И Лука Самарыч утерся рукавом…
Вот таким, значит, макаром, братец Гераклушка. Хотя есть и на сей раз один каверзный вопрос, который не по извилинам даже сестрице твоей Афинушке, а разве что только – тетушке Академии. Почему, скажите на милость, у некоторых умников пятки ух какие толстые, а кишка – тонка?
Глава восьмаяКогда клуб истинных колдыбанцев собрался в очередной раз, то все были еще под впечатлением блестящей победы над гидрой, она же – дракон с девятью головами.
– Снова наше время благодаря нам обогнало в героическом соревновании славную эллинскую эпоху, – подчеркнул Лука Самарыч.
– Как пить дать! – дружно воскликнули герои.
– В смысле пришло время очередного подвига, – поспешил возникнуть Геракл. – И на этот раз, мои разудалые на язык подлещики и подкарасики, вы обязательно осрамитесь на всю катушку.
– Значит так, мои лихие на сказки судаки и сазаны! – потирая руки от предвкушения позора своих соперников, заговорил Геракл. – Сеструха Афина подбросила мне хорошую мысль: повторите-ка мой подвиг за номером двенадцать… Почему не по порядку? А что, мы бюрократы, что ли? Или бабульки в очереди за солью? Да если уж на то пошло, я все равно в арифметике слаб. Один, два, а потом двенадцать. Очень даже складно. Кто не согласен, тому по лбу дубиной… Ну вот: едино-согласно… А подвиг за номером двенадцать, доложу я вам, – не хухры-мухры. Мои биографы считают его одним из самых трудных. Сейчас сами убедитесь.
– Эй, Гомер… ну, который за парикмахершей бегает и все никак не догонит, – поискал он глазами Ухажерова. – Ну-ка доложи наизусть коллективу, как все было.
– Извините, но наизусть я не смогу, – вдруг замялся Ухажеров. – Дело в том, Геракл Зевсович, что ваши подвиги, начиная с седьмого, мы проходили по истории Древнего мира в конце второго полугодия.
– Ну и? – не понял полпред древней истории.
– Учитель объявил, что он уже выставил мне годовую пятерку и больше спрашивать не будет. Так что, извините, не было никакого смысла зубрить какие-то древние мифы.

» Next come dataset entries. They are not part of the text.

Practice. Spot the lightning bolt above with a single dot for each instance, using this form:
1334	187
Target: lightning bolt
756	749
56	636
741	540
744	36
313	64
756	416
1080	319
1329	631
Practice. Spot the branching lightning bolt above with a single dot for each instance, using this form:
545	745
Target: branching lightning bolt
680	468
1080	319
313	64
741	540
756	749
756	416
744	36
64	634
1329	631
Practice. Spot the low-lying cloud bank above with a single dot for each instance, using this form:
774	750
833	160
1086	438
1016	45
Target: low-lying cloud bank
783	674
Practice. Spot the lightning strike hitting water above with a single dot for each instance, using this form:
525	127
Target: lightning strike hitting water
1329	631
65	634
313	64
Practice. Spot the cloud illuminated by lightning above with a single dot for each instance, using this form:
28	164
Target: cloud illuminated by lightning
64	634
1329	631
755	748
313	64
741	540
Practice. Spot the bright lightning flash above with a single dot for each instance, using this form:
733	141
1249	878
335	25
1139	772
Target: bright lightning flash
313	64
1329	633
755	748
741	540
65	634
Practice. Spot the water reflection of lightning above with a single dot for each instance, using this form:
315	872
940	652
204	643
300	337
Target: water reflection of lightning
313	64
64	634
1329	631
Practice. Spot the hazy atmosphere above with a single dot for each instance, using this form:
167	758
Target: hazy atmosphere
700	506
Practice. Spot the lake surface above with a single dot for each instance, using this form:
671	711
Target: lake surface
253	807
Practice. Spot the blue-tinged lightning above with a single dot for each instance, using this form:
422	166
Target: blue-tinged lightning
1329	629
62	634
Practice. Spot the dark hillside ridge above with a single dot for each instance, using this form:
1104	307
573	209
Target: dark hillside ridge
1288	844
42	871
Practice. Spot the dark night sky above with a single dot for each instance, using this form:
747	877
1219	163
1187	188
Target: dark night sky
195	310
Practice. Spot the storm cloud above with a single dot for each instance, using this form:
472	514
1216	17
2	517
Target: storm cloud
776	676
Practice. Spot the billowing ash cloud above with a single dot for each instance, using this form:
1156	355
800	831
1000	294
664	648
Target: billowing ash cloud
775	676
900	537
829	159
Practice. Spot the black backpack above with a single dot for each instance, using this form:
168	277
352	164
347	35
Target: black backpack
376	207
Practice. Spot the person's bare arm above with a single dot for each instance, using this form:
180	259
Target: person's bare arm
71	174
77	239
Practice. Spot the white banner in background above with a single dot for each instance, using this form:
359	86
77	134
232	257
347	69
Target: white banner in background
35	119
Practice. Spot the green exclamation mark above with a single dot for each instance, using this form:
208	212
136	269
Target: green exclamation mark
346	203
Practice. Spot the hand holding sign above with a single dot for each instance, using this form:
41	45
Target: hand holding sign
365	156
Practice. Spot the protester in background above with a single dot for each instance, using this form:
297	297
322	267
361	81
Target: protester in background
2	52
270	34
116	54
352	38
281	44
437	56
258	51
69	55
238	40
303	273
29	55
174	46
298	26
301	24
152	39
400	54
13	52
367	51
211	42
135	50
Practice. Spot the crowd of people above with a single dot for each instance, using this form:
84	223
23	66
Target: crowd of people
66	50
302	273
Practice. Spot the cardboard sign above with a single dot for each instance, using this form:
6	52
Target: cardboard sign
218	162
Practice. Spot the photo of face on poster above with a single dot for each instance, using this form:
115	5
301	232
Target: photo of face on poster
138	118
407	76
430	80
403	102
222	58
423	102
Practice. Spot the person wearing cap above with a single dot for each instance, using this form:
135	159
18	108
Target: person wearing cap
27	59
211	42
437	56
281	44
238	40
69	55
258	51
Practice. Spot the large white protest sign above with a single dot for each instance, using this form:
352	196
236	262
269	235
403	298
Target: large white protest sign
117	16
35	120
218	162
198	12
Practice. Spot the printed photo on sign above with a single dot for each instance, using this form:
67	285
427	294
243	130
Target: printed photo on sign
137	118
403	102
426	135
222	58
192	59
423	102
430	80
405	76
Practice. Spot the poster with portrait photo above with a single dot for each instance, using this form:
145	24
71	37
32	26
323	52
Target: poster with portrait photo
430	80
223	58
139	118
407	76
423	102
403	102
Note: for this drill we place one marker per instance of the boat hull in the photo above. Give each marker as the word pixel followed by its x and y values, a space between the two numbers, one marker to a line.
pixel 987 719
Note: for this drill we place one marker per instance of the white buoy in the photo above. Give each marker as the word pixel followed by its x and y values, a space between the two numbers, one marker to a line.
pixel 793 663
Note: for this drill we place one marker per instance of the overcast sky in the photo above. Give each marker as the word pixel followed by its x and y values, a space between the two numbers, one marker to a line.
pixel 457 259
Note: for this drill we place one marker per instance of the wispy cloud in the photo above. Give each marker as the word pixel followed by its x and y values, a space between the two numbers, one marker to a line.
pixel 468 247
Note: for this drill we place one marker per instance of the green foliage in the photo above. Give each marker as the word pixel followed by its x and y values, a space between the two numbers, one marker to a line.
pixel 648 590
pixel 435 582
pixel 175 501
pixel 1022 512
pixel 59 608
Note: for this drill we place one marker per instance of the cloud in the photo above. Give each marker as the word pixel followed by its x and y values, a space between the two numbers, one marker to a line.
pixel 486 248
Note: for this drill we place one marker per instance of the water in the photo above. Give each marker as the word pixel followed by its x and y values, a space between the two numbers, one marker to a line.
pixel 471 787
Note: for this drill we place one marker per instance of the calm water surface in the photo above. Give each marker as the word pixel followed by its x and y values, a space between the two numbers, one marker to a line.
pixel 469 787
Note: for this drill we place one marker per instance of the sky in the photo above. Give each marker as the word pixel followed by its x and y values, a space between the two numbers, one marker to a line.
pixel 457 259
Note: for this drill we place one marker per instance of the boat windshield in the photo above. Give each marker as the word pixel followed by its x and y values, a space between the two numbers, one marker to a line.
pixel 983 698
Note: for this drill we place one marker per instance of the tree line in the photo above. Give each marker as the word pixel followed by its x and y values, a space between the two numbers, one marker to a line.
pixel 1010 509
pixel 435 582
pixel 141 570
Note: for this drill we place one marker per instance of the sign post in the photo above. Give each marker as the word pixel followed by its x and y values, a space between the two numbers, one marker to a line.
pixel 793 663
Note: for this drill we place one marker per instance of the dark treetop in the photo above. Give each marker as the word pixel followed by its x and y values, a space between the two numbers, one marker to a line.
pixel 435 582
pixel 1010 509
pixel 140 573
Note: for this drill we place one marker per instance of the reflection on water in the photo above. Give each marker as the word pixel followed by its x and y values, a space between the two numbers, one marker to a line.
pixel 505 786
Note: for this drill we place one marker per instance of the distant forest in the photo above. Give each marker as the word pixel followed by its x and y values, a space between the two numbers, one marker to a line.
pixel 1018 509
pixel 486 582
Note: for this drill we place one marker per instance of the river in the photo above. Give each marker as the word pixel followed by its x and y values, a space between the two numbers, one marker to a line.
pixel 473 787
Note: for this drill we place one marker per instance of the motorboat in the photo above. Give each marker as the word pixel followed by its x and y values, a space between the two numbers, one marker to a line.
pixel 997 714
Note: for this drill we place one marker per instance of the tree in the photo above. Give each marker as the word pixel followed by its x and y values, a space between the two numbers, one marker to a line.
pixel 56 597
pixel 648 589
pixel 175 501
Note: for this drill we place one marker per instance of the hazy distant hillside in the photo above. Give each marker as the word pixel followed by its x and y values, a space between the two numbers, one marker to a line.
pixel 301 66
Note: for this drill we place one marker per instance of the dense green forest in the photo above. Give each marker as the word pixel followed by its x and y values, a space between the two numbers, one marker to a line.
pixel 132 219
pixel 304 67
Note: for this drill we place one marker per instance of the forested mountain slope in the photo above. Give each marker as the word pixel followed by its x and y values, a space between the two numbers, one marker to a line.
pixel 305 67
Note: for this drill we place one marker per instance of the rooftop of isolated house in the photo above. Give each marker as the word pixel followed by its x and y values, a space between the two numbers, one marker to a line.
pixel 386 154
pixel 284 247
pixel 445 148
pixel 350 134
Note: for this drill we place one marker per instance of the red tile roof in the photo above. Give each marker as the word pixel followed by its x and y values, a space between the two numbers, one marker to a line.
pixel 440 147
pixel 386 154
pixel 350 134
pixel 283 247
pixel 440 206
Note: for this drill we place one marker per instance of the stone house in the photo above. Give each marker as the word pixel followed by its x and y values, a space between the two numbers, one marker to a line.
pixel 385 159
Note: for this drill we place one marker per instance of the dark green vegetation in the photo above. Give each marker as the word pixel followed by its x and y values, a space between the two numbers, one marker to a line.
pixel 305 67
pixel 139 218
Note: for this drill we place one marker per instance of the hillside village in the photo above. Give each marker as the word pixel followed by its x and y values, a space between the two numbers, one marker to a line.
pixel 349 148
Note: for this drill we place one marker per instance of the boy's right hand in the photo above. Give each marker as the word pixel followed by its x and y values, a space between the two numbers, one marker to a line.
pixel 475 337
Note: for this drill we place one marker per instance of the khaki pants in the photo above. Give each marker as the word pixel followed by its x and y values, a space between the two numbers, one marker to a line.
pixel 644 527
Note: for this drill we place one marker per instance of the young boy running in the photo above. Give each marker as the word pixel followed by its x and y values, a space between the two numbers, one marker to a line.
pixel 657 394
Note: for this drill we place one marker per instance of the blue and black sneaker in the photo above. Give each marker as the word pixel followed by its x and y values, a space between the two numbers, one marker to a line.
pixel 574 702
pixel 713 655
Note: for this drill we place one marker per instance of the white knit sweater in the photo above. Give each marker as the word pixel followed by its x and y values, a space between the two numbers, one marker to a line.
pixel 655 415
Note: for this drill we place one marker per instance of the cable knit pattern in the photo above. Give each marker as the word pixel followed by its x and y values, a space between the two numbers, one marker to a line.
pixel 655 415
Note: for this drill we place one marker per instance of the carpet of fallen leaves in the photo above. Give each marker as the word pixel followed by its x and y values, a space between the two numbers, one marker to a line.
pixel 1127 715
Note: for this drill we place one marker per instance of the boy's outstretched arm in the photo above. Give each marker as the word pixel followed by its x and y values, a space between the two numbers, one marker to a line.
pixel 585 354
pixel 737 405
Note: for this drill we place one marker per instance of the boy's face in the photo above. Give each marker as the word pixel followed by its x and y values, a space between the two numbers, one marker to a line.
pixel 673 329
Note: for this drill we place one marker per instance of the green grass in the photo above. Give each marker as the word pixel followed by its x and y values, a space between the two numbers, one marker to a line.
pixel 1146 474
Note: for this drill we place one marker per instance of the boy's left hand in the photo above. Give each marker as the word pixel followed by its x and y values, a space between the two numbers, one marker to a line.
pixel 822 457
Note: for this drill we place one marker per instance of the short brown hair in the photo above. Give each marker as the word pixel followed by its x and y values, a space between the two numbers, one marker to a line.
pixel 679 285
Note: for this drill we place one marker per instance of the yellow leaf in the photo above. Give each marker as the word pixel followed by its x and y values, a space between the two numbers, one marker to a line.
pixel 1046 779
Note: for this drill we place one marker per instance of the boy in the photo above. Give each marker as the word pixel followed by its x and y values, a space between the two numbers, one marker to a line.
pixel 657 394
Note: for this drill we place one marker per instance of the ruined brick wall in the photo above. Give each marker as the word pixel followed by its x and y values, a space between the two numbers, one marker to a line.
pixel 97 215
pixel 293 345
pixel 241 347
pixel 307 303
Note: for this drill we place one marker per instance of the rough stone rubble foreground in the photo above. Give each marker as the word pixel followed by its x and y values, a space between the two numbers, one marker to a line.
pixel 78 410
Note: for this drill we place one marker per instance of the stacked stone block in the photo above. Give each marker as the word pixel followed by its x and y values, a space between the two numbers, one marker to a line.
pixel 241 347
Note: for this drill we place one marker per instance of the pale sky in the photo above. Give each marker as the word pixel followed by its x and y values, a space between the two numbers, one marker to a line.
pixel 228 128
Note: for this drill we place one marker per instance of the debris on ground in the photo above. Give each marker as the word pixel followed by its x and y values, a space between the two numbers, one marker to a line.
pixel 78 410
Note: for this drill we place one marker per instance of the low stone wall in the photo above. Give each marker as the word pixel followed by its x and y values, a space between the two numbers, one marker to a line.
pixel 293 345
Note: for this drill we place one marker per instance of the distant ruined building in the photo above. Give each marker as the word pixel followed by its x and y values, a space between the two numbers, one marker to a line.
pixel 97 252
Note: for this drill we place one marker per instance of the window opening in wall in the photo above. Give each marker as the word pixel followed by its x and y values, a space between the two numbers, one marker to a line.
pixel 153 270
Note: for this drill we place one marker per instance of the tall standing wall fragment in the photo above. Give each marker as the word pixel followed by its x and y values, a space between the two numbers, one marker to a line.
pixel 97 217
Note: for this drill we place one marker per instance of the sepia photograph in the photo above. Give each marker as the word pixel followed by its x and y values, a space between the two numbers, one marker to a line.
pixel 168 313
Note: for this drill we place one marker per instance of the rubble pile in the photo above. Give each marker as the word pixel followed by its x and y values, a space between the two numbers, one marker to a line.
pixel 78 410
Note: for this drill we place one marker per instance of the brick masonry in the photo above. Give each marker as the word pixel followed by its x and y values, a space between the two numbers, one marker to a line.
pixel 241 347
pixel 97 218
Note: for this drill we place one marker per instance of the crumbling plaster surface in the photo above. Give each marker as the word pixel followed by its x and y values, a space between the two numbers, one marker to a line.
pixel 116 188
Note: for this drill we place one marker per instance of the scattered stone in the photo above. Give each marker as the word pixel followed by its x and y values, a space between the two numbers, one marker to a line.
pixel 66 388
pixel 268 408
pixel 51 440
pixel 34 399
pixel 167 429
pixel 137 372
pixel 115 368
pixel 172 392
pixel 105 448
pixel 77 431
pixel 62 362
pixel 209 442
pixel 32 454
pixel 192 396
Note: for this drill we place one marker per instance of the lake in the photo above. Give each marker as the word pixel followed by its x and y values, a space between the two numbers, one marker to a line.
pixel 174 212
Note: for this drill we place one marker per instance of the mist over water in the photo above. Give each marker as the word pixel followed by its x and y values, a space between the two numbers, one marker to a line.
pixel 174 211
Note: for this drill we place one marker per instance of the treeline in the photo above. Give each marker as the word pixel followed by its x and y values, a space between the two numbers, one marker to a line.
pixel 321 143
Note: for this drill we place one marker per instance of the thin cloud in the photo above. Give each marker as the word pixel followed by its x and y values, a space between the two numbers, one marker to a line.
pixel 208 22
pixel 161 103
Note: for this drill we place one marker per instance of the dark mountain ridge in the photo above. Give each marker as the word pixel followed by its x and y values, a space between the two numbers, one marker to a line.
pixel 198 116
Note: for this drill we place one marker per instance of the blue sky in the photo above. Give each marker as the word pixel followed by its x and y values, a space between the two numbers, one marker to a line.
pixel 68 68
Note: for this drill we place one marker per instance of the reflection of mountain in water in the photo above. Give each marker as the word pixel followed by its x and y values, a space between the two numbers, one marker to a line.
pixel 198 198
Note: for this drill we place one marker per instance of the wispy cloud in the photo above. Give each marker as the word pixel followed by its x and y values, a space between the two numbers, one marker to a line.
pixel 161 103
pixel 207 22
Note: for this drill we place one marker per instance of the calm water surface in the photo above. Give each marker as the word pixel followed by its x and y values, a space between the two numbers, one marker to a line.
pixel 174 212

– О боги Олимпа! – вскричал отсортированный в отходы герой. – Не зовите меня маркизом де Садом! Садистски убить этого дамского угодника – богоугодное дело!
– Меня нельзя убивать, – кротко возразил Ухажеров. – Вдруг Рогнеда захочет иметь детей? И что же ей делать, если в этот ответственный момент меня уже не будет на свете?
– Ну, ты и впрямь телок, – изумился Геракл, причем пощупал зачем-то у нашего пылкого Вертера то место на лбу, откуда растут рога. Затем он почему-то сочувственно вздохнул и сунул Ухажерову книжку про свои похождения: – Читай вот здесь…
– Двенадцатый подвиг… – загундосил вечный телок, не ведающий тайны деторождения. – Геракл против Атласа.
– Объясни своим собутыльникам, – прервал его тут же Геракл, – что это не тот атлас, который у вас в универмаге по талонам и из которого юбки и трусы шьют.
– Речь идет о великом титане Атласе, который держит на своих могучих плечах весь небесный свод, – послушно подтвердил Ухажеров.
Дело было так. Кашу заварил опять этот ничтожный царек Эврисфей, у которого продолжал мотать срок, то бишь отбывать олимпийское наказание, зэк Геракл.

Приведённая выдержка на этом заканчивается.